Good magazine is back after taking a year off to test a Reddit-like aggregation site. “As more publishers look to infuse social networking and other UGC elements with their traditional editorial models, GOOD may serve as a reminder of the importance of keeping focused on the core product,” Folio reports. Says Casey Caplowe, co-founder of GOOD: “We had gone in the direction of a social network and ultimately felt it wasn’t doing everything we wanted.”
In the UK, former Cosmopolitan editor Sam Baker and BBC radio personality Lauren Laverne are launching The Pool a multimedia company for women. “The pair have signed up a string of well-known journalists and writers to contribute,” The Guardian reports. “Between them, The Pool’s core contributors have around half a million followers on Twitter, which will be used to promote the site.”
Mattel is developing a Wi-Fi-enabled Barbie that will be able to analyze childrens’ speech and respond with relevant answers. For the new Hello Barbie, the brand is relying on ToyTalk – a company that creates conversational characters for children. “ToyTalk already produces popular animated conversational apps … that encourage young children to engage in complex dialogue with a menagerie of make-believe characters,” The New York Times reports.
Setting a high bar for benevolence among tech elites -- and the brands they represent -- Tim Cook has vowed to leave the vast majority of his fortune to charity. The decision “is an example of the increasingly public philanthropy of the world's richest people,” Reuters notes. “Billionaire financier Warren Buffett is encouraging the very wealthy to give away at least half their worth in their lifetimes through the ‘Giving Pledge.’”
Members of the FTC are denying media reports that the agency all but ignored a staff recommendation to sue Google in 2012. “Contrary to recent press reports, the commission’s decision on the search allegations was in accord with the recommendations of the FTC’s Bureau of Competition, Bureau of Economics, and Office of General Counsel,” they explain in a blog post.
The White House is bringing in tech veteran Jason Goldman to serve as its first-ever chief digital officer. Reporting directly to chief of staff Denis McDonough, Goldman will oversee digital outreach by heading up an “amped-up” Office of Digital Strategy, Politico reports. “Goldman’s résumé includes Google, Medium and Twitter, where he worked directly with co-founders Ev Williams and Biz Stone, serving as the first ‘head of product.’”
This coming season, the NFL plans to sell the streaming rights to at least one game. “The decision was made Monday at the league’s owners meetings and could reflect a turning point in the league’s history,” The Wall Street Journal reports. “For this upcoming season’s Jacksonville Jaguars-Buffalo Bills game in Week 7, the NFL will sell the rights to a digital distribution company, be it Youtube, Facebook or another company.”
Spotify is facing more pressure to change its “freemium” model. Following protests from Taylor Swift, Universal Music Group is using licence negotiations with Spotify to force its hand. The music giant is “privately arguing that [Spotify’s free service] is not sufficiently distinct from the its paid-subscription tier,” The Financial Times reports. “The disagreement has exposed a sharp difference in strategy between two of the industry’s most important companies.”

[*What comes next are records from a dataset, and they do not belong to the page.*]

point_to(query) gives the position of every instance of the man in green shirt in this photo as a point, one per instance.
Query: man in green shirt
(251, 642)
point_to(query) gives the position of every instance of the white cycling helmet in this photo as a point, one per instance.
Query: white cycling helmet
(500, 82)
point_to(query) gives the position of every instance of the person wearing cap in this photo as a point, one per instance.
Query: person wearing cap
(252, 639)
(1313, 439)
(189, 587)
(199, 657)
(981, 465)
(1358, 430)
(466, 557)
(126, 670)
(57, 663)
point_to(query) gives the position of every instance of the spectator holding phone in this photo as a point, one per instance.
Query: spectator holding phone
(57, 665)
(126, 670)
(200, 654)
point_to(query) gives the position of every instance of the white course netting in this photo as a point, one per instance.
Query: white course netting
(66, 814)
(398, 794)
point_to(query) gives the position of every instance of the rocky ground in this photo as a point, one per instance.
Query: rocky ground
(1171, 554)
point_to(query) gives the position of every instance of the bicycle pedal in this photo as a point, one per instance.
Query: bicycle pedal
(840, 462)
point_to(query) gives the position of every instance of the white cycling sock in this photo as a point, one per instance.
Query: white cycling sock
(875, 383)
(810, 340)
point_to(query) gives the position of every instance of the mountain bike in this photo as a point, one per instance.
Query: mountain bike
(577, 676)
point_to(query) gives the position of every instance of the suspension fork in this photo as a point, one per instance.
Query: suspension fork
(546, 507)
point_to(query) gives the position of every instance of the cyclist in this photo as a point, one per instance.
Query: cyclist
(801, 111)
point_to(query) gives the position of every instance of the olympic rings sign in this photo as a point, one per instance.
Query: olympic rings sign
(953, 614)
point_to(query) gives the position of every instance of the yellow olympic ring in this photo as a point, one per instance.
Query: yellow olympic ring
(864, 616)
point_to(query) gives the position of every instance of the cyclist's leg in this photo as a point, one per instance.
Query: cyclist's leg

As digital trends continue to transform (decimate?) the profession of journalism, Chris Lehmann recounts his traumatizing experience at Yahoo News. As the head of its blog network, Lehmann describes a life led by algorithms, air-headed press reps, and even more misguided managers. Applying his term to the present day, Lehmann writes: “Yahoo’s present, blinding moment of self-devouring synergy is but the logical culmination of all the counter-journalistic practices that so transfixed company management during my tenure there.”
Across emerging markets (where U.S. tech giants see their future), a majority of consumers see the Web as negative influence on morality. That’s according to new research from Pew, which examined technology use in 32 developing nations. On the bright side, “they saw its advantages when it came to education, and to some extent, valued its effects on personal relationships and the economy,” TechCrunch reports.